A few years ago, she called him to say Happy Easter and he made a few grunts into the phone and said he didn’t have a daughter.
Of course, she was very hurt and in tears.
Still trying to get a positive response from him.
I told her to forget it and move on.
What advice do you have for her?
Already moved
Dear Moved:
I think it’s hard work to forget a parent, even one who has completely rejected their child.
A more worthwhile effort might be for your daughter to thoroughly explore and understand her feelings and motivations. Her father successfully implanted decades of guilt when, as a teenager, he refused to visit, and he cut himself off from her and then blamed her for the same actions as hers.
For this, he decided to punish her for as long as necessary. What a boy. And now she doesn’t even have to engage in his punishment of her, because she’s doing it for him. Every time she makes an effort, she is reminded of her rejection.
Your daughter is now coping with her sadness by behaving in the way rejected children often behave by searching, longing, and desperately trying to fix a relationship that maybe can’t be fixed.
It would be helpful for her to understand that her father’s behavior provided a useful negative example of how enduring and painful parental rejection is. She must decide to be a constant, loving and compassionate parent to her children, and be proud of the healthy relationship and good example she sets for them.
She should continue to make occasional efforts to connect with her father, if doing so eases the urge and if the effort makes her feel worthy.
But for her, going ahead would mean anticipating and completely detaching from the result. She is trying and that will have to be enough.
Dear Amy:
I am a 67 year old male and am having a difficult time with physical mobility issues and anxiety about going outside.
The two issues go hand in hand, as I had no real problem with grocery shopping and stuff. I was also active in the gym.
Since developing sore hips and knees, I have been very resistant to going out and this has caused me to grow isolated and depressed which in turn has made my physical issues worse.
Any suggestions on how to change things?
Dave
Dear Dave:
Tip number one: consult your doctor! Your pains could be treated successfully.

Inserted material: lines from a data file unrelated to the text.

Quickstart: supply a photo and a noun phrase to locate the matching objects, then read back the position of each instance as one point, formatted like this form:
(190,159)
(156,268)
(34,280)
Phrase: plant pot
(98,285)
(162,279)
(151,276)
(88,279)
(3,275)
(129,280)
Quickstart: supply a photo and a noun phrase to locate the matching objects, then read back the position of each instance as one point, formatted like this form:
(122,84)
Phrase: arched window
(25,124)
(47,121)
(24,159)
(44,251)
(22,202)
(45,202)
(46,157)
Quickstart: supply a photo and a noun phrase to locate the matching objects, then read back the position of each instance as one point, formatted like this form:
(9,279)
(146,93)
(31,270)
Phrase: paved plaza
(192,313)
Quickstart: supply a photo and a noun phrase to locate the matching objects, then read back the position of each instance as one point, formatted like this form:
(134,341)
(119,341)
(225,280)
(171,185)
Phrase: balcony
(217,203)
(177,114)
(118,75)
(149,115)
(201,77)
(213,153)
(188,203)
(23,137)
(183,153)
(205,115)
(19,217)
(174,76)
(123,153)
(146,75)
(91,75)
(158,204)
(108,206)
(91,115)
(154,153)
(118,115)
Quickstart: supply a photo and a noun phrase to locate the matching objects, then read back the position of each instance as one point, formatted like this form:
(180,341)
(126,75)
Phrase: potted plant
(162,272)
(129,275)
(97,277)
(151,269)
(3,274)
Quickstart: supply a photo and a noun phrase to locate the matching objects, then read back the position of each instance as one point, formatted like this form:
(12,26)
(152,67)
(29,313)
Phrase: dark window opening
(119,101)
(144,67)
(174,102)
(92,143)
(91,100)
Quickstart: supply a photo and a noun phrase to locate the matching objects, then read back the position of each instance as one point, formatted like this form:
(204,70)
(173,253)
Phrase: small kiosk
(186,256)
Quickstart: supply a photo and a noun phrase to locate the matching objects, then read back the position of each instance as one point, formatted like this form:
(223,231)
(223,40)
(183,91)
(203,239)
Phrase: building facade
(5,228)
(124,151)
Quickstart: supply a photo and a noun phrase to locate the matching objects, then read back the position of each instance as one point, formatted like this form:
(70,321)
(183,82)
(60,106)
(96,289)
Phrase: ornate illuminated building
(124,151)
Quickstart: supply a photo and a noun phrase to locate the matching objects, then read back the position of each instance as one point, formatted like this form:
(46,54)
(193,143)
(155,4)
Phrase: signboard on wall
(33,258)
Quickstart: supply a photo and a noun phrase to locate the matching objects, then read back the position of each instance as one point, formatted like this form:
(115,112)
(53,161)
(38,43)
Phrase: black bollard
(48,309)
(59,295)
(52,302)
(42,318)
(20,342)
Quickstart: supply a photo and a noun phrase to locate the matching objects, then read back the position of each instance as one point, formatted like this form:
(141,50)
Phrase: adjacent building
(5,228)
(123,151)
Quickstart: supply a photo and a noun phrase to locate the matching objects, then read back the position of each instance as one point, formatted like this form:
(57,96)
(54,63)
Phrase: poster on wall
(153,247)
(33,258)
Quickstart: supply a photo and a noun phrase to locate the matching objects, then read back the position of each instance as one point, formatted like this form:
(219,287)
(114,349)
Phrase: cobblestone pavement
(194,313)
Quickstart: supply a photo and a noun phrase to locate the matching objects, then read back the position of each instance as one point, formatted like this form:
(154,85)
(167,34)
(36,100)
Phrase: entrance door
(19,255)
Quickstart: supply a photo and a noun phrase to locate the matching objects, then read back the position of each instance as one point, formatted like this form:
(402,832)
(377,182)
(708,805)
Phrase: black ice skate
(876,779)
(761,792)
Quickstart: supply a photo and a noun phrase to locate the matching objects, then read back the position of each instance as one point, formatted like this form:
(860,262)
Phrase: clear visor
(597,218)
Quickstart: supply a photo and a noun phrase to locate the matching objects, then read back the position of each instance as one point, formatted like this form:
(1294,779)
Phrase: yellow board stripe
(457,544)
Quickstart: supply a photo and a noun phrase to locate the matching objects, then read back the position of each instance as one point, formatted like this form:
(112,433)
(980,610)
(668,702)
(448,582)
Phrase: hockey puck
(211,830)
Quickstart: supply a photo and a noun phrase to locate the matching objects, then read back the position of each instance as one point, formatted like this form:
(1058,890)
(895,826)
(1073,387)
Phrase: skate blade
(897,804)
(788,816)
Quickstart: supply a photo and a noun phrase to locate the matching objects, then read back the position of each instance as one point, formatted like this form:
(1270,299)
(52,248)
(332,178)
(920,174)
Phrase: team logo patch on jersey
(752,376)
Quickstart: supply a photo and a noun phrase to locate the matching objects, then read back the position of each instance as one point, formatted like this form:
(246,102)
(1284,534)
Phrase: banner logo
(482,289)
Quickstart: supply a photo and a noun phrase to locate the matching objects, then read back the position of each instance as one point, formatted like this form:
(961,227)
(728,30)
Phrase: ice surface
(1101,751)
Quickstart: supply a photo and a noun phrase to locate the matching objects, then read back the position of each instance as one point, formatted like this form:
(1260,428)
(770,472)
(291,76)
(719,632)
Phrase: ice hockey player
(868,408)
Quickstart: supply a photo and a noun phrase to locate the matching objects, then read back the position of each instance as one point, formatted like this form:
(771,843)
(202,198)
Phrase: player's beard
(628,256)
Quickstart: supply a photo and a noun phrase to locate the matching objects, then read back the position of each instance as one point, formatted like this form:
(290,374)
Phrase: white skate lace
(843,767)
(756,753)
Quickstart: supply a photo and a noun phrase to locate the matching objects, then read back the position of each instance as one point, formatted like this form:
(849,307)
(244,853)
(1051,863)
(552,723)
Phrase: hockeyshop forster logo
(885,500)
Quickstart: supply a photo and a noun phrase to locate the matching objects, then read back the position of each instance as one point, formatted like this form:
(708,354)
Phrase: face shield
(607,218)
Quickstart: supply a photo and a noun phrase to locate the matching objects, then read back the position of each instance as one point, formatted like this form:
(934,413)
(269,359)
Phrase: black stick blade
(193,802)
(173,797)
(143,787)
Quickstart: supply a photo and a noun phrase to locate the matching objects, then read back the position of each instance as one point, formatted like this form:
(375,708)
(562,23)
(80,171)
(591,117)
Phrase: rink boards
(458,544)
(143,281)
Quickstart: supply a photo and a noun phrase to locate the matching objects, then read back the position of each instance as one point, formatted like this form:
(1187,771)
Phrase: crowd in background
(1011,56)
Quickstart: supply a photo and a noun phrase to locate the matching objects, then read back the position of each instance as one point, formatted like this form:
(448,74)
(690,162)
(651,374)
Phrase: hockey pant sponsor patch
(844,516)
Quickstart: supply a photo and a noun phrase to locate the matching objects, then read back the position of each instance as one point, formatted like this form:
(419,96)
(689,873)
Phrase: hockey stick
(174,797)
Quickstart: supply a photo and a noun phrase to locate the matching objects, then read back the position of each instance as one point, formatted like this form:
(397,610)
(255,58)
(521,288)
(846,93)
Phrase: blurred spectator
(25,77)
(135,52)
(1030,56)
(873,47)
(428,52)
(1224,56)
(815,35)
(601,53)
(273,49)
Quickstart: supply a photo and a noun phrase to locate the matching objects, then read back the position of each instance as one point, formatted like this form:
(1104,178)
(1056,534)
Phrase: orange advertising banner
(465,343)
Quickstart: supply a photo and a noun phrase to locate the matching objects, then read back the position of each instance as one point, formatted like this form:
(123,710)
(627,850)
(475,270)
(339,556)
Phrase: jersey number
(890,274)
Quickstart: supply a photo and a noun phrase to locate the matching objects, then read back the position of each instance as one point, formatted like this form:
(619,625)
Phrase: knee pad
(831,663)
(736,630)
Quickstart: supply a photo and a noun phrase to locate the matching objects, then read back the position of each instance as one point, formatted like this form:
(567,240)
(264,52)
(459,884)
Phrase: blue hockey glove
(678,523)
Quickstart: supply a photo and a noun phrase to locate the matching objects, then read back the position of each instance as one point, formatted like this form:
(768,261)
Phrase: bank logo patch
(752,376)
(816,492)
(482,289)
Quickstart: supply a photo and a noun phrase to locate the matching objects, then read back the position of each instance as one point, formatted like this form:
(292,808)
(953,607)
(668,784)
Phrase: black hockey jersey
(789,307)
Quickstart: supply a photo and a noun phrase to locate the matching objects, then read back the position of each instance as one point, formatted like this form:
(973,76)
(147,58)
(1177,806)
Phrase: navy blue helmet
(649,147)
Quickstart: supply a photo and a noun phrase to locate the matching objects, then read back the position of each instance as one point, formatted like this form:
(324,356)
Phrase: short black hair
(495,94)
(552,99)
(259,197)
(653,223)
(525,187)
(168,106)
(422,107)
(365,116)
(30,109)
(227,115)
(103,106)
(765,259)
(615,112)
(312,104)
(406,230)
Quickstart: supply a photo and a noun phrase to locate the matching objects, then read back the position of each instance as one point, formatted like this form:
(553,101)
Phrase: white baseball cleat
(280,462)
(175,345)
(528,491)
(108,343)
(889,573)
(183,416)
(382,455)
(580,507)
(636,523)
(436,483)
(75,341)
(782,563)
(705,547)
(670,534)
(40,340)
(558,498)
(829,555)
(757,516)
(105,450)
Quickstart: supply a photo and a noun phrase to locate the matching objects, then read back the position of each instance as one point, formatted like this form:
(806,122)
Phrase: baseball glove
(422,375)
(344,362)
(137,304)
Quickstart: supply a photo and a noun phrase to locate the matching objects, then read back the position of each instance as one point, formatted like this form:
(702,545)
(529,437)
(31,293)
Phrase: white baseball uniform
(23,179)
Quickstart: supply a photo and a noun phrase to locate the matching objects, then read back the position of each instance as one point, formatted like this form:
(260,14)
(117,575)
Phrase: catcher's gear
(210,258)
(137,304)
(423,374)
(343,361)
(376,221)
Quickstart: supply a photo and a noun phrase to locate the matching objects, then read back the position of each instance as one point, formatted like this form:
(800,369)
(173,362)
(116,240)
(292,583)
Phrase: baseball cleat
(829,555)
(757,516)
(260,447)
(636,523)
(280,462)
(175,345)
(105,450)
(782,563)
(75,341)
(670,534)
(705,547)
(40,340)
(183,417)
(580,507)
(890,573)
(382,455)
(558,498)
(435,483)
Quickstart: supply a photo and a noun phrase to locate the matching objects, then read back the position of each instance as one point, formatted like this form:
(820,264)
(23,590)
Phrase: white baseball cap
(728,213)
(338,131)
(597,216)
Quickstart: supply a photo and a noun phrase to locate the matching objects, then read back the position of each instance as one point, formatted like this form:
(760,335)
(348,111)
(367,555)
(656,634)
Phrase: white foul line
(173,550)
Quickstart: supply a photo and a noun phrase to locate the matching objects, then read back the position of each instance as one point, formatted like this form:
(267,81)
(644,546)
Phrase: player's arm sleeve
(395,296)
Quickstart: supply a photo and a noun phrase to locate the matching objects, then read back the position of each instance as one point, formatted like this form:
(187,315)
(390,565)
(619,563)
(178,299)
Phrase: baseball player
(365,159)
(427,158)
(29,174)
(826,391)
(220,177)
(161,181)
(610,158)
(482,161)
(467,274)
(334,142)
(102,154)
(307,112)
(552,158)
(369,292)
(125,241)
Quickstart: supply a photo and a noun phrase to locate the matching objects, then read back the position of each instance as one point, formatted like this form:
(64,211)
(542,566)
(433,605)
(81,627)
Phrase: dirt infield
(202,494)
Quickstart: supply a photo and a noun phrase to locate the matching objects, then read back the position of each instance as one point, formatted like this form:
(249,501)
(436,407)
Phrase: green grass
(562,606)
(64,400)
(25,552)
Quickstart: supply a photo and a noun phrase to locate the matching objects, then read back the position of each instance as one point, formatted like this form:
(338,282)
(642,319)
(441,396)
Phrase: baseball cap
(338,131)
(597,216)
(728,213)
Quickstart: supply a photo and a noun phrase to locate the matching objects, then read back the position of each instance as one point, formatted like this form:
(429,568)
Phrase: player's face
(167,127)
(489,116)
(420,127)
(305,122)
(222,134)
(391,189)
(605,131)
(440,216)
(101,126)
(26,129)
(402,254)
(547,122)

I appreciate your insight into the connection between your mobility fears and your isolation. My local hospital shares space with a popular gym, and it’s inspiring to see people working closely with physical therapists, alongside other clients who are simply exercising.
It’s true that if you don’t use it, you lose it, so I urge you to take careful steps to regain function.
Dear Amy:
Responding to your advice to Grateful Grandchild, who wanted to get an inheritance from grandparents early, my parents had $750,000 in their early 80s.
My father then spent three years in a memory care facility at $10,000 a month before passing away in 2020.
My mother had a stroke in 2020 which left her paralyzed and bedridden in a skilled nursing unit for three years before passing away in 2023.
Even her skilled nursing cost $10,000 a month.
Seventy-two months. $10,000 a month. Do the math.
It is often not wise to distribute inheritance money while you are alive and may need the funds for treatment. It is short-sighted and selfish, in my opinion, to expect anyone to do that.
Long-term care happens
Kind long-term support:
Your parents’ situation underscores why I’ve recommended not to pressure older adults to squander their savings.